37 Employment relationships are not purely contractual and can be affected by statutory provisions and the incidents of a fiduciary relationship: Concut Pty Ltd v Worrell (2000) 176 ALR 693 at 697-698 [17] per Gleeson CJ, Gaudron and Gummow JJ. In that case, an employment relationship had existed over a lengthy period. Initially, the employee had worked for a related company of the employer. However, in 1980 he began working for the employer with which he signed a service agreement in 1986 that was the subject of the dispute. The High Court held that the service agreement was not properly characterised as a new and discrete contract that had replaced and terminated the earlier oral agreement. Gleeson CJ, Gaudron and Gummow JJ said (176 ALR at 698 [19]):
"The relevant principles are well settled. In FCT v Sara Lee Household & Body Care (Aust) Pty Ltd [(2000) 172 ALR 346 at 350-1 [22]; 74 ALJR 1094 at 1098], Gleeson CJ, Gaudron, McHugh and Hayne JJ said:
When the parties to an existing contract enter into a further contract by which they vary the original contract, then, by hypothesis, they have made two contracts. For one reason or another, it may be material to determine whether the effect of the second contract is to bring an end to the first contract and replace it with the second, or whether the effect is to leave the first contract standing, subject to the alteration. For example, something may turn upon the place, or the time, or the form, of the contract, and it may therefore be necessary to decide whether the original contract subsists.
Their Honours went on [(2000) 172 ALR 346 at 351 [23]; 74 ALJR 1094 at 1098. See also (2000) 172 ALR 346 at 360 [81], 362 [95], 363 [100]; 74 ALJR 1094 at 1105, 1106,, 1107 per Callinan J.] to refer to the judgment of Taylor J in Tallerman & Co Pty Ltd v Nathan's Merchandise (Victoria) Pty Ltd [(1957) 98 CLR 93 at 143-4]. Taylor J had rejected submissions that (a) "it is impossible by a subsequent agreement, merely, to vary or modify an existing contract" and (b) "[an] agreement which purports to vary an existing contract operates … first of all to abrogate entirely the existing contractual relationship and, then, to reinstate the terms of the old contract as varied or modified by the new agreement" [cf Meek v Port of London Authority [1918] 2 Ch 96]. His Honour, to the contrary, accepted the propositions that (a) the earlier contract might be rescinded altogether, the determining factor being the intention of the parties disclosed by the later agreement; (b) partial rescission is a variation, not the destruction, of the contractual relationship between the parties; and (c) the earlier contract may be varied by way of (i) partial rescission with or without the substitution of new terms for those rescinded and (ii) the addition of new terms with or without any partial rescission at all [(1957) 98 CLR 93 at 144]. In Tallerman, Kitto J [(1957 98 CLR 93 at 135. See also at 122-3 per Williams J.] spoke in terms which involved acceptance of propositions (a) and (b) as identified above, adding that while "in strict logic" a variation may be a new contract, "the discharge of an old contract is a matter of intention"." (emphasis added)
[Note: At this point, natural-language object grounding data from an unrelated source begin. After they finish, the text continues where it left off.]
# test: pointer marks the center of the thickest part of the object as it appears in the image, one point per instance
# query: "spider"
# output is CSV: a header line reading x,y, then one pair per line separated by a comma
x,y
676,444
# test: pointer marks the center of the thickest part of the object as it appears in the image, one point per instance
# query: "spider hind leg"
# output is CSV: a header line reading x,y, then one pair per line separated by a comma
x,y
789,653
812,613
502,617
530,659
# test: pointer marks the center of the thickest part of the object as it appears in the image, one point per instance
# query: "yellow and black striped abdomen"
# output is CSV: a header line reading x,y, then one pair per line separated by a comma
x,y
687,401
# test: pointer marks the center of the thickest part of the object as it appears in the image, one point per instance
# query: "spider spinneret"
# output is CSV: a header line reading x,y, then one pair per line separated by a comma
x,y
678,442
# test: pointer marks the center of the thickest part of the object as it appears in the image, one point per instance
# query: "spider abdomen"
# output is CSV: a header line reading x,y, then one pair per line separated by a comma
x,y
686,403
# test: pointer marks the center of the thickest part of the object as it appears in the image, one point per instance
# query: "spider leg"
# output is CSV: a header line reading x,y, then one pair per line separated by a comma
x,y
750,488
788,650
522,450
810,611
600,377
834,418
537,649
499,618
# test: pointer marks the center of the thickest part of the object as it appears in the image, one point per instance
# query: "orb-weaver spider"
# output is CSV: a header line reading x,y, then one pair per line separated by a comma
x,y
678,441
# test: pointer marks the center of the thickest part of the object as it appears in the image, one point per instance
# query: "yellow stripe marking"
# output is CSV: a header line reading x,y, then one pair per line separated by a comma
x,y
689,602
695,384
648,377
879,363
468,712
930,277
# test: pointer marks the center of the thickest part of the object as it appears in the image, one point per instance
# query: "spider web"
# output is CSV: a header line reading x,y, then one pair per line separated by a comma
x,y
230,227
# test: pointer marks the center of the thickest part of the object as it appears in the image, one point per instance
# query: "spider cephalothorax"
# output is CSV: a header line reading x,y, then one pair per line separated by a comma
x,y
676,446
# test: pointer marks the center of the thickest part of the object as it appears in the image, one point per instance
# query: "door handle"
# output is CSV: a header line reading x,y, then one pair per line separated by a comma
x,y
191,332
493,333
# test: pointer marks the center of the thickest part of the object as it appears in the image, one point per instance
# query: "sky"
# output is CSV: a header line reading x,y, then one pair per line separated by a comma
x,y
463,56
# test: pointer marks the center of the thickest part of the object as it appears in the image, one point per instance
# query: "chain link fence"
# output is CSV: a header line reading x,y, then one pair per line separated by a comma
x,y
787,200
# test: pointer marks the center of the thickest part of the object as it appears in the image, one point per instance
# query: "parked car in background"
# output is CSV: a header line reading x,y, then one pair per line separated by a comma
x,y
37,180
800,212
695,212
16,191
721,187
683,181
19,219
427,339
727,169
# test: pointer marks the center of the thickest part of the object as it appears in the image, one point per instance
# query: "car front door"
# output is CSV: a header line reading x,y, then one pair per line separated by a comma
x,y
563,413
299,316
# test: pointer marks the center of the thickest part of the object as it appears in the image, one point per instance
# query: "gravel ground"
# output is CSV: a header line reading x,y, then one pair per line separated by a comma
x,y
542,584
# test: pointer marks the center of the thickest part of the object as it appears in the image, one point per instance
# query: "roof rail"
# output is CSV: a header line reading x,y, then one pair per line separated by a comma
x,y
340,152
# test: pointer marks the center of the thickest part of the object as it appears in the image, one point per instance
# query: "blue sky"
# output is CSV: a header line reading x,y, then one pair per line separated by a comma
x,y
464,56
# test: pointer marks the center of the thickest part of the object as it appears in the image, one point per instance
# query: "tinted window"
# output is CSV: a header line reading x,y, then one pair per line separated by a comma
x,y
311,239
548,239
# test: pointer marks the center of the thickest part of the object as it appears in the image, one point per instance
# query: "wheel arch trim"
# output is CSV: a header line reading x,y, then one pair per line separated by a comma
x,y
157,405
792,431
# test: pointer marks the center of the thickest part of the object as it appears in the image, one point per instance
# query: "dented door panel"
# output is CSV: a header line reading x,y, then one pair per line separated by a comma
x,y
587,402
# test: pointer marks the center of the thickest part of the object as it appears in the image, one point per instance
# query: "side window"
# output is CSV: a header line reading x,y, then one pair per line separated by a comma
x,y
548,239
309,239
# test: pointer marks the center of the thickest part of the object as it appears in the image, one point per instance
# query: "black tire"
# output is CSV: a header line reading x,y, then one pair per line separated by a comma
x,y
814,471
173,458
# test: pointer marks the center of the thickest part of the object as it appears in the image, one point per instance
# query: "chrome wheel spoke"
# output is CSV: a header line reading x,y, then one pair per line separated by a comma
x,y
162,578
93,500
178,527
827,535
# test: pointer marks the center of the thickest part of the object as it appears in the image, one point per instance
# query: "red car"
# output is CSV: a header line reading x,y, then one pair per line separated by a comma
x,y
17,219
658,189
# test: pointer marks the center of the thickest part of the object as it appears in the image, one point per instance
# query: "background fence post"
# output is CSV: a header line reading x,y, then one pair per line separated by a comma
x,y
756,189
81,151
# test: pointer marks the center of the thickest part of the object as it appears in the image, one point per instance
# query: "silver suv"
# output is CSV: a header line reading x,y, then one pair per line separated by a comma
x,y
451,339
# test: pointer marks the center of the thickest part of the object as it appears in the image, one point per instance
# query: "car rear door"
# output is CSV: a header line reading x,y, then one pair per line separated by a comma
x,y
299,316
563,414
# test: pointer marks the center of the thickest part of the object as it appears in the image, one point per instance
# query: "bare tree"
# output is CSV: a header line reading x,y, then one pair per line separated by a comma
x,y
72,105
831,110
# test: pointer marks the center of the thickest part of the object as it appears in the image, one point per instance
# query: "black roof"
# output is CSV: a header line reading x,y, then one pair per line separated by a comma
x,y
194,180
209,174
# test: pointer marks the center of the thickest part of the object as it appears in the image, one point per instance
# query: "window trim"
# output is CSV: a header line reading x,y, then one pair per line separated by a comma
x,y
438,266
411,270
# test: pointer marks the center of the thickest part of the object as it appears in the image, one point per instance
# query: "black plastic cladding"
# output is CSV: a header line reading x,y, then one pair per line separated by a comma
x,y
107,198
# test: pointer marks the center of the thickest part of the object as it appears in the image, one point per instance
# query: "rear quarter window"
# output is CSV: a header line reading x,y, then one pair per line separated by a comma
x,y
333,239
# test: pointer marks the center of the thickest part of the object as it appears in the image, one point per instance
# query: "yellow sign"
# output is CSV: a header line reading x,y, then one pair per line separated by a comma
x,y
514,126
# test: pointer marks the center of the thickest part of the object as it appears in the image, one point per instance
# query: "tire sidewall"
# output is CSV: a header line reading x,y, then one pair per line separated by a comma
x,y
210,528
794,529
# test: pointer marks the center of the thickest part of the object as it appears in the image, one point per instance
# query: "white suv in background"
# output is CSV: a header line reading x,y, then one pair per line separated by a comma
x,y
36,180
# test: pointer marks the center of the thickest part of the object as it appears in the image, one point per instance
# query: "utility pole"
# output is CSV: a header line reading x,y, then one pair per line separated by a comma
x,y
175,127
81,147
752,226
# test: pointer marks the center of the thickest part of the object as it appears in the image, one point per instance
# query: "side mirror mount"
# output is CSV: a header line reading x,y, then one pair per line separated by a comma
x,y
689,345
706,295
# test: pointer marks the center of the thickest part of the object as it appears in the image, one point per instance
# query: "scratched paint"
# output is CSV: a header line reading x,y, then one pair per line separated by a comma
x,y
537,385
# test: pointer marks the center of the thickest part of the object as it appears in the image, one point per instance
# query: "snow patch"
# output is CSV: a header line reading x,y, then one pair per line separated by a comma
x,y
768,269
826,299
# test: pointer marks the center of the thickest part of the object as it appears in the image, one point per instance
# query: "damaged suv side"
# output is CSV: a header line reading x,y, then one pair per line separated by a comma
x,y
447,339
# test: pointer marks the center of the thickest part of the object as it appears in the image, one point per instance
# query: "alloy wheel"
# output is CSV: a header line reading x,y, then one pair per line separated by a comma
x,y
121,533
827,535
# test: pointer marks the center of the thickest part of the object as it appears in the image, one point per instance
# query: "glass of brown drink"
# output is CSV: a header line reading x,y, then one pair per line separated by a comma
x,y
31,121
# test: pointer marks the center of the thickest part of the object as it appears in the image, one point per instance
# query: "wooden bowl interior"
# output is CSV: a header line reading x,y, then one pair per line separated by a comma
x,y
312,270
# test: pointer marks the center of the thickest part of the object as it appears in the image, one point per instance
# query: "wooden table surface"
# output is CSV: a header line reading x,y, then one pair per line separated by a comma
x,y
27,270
38 In applying those principles, their Honours concluded that the service agreement did not entirely supplant the earlier agreement, but, rather, supplemented it, finding (176 ALR at 699 [20], [22]):
"… the text of the service agreement itself, as well as the surrounding circumstances, indicate that such a conclusion would not be in accord with the manifest intention of the parties."